I know that these burry button-shaped tufts belong to the very tall sunflowers I admired along here last summer, but I never did figure out which species of sunflower they belong to.





The leaves of Sweet Fern still retained their wonderful fragrance when I crushed a few between my fingers.  I love the elegant curves of their curling leaves and the furry little catkins that will open in spring to release their stores of pollen.

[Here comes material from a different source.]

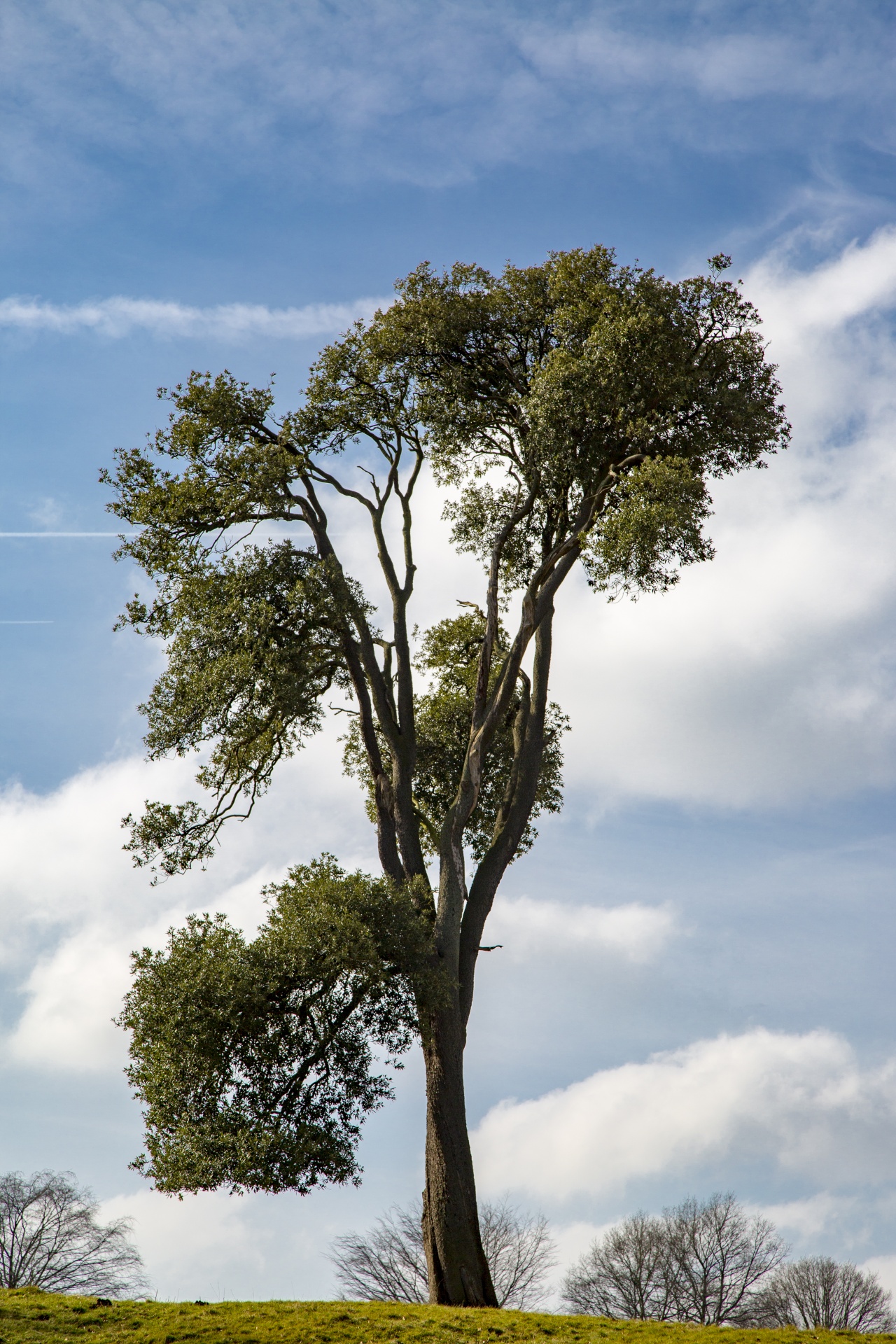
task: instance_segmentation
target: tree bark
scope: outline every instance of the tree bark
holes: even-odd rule
[[[463,1101],[465,1031],[457,1000],[434,1012],[427,1025],[423,1247],[430,1301],[445,1306],[497,1306],[480,1236]]]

I'm not really happy to find the invasive Oriental Bittersweet climbing the trailside trees, but there's no denying those beautiful berries do add pleasing color to the winter landscape.  Supplying abundant fruit, they also are one of the reasons that many species of birds winter over along this trail.





Two species of dogwoods, Silky and Red Osier, also add some bright color to the swampy spots.  Both dogwoods shrubs have red twigs, but I can tell that this particular shrub is Silky Dogwood because of the vertical lenticels of its bark.  The lenticels of Red Osier Dogwood look like pin dots instead of stripes.




I'm sure my naturalist friends will find many other items of interest when we explore this trail on Thursday, and I will be sure to return to this post and report them if they do.

Update:  About 10 intrepid women showed up this clear, cold morning to brave the frigid wind and occasionally icy footing along the trail.  We parked cars at each end of the trail so we could walk the entire length without backtracking, and we kept up a brisk pace, much brisker than this group of observant naturalists usually walks when exploring a trail.  We didn't linger long over any of our plant finds.  Thawing out over lunch and hot tea at my house afterwards, we all agreed the hike was most enjoyable, despite the cold.  Here are a couple more photos from our walk along the Spring Run Trail.

I'm glad one of our group noticed the brilliant red fruits of Highbush Cranberry, which was growing in a swampy area well off the side of the trail.




I was surprised to see such plump, unwrinkled fruits, considering the many below-zero days we have had this winter and the multiple freezings the fruits would have undergone.  They look so tempting, but I know from experience that they are very bitter.  Best to leave them for the wildlife, who will eat them when little else remains.





As we neared the end of the trail, we came upon several clusters of Wild Bergamot, identifiable even now by the compactly bulbous seed heads and their minty scent when crushed.  I know they are this particular species (Monarda fistulosa) because I always stop at this spot on the trail to admire their pretty pale-purple flowers when they bloom in summer.